通信販売の支払い方法として定着している「代金引き換え決済(代引き)」の規制導入をめぐり、金融庁と関係業界が対立を深めている。宅配業者のみならず、通販業界、百貨店業界も「絶対反対」の大合唱。なぜこんなにも意見が対立し、こじれてしまったのか。原因を探ると金融庁は3つの大きなミスを犯していた。
経済産業省、国土交通省、内閣府・規制改革会議、全日本トラック協会、日本通信販売協会、日本百貨店協会。
12月10日に開かれた金融庁の「決済に関するワーキンググループ(WG)」最終回。代引き規制反対の立場でWGメンバーとして金融庁と戦ってきたヤマト運輸グループが提出した資料には、自らの意見書に加え、官庁や団体組織の意見書がてんこ盛りにされていた。いずれも「代引きに規制はいらない」という立場で導入が検討されている規制への反論がしたためられていた。

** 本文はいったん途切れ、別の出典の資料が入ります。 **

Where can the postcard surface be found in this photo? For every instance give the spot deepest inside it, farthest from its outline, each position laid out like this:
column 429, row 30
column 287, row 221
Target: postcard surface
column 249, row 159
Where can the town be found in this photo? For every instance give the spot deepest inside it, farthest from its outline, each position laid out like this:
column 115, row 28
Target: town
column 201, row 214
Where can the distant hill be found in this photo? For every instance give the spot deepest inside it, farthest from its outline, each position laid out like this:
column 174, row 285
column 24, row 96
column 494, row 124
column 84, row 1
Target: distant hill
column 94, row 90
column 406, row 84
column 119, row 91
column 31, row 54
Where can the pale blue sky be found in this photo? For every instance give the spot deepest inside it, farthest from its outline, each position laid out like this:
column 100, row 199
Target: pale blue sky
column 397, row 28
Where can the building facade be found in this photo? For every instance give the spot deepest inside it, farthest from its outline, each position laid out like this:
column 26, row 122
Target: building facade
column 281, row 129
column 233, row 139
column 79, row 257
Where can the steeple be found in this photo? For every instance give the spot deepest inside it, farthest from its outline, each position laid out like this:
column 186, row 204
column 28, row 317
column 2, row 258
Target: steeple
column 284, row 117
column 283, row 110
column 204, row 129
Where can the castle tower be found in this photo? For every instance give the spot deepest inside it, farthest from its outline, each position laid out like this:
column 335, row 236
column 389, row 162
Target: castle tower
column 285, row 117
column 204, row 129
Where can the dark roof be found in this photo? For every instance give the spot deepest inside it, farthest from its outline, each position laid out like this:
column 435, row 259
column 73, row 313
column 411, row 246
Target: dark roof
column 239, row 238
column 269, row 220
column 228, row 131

金融庁は「為替取引の開放」をうたい、法整備を進めている。資金を移動させる「為替取引」は銀行法の下で銀行のみに認められているが、実質的には電子マネーなど銀行以外の事業者の市場が拡大している。金融庁にいわせれば、銀行以外は“グレーゾーン”。グレーの事業者にも決済サービスを認める「規制緩和」の名の下、監督下に置く体制を敷こうというのだ。

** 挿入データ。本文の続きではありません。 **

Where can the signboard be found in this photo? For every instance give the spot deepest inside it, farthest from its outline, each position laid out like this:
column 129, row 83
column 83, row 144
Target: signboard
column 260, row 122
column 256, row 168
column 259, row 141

2008年5月に始まったWGは12月10日に最終回を迎えたが、代引き規制に対する宅配業界らの猛反発を受け、意見を一本化できずに報告書は両論併記のまま。金融庁は08年内に金融審議会の部会で結論をまとめ、09年の通常国会での法案提出を目指すが、反対の大合唱がやまないなかで計画どおりに進むかは怪しい状況だ。
代引きは今回の規制対象のほんの一部にすぎない。しかし代引きをめぐる混乱の原因を探ると、今回の法整備全体にかかわる根本的な問題が浮かび上がってくる。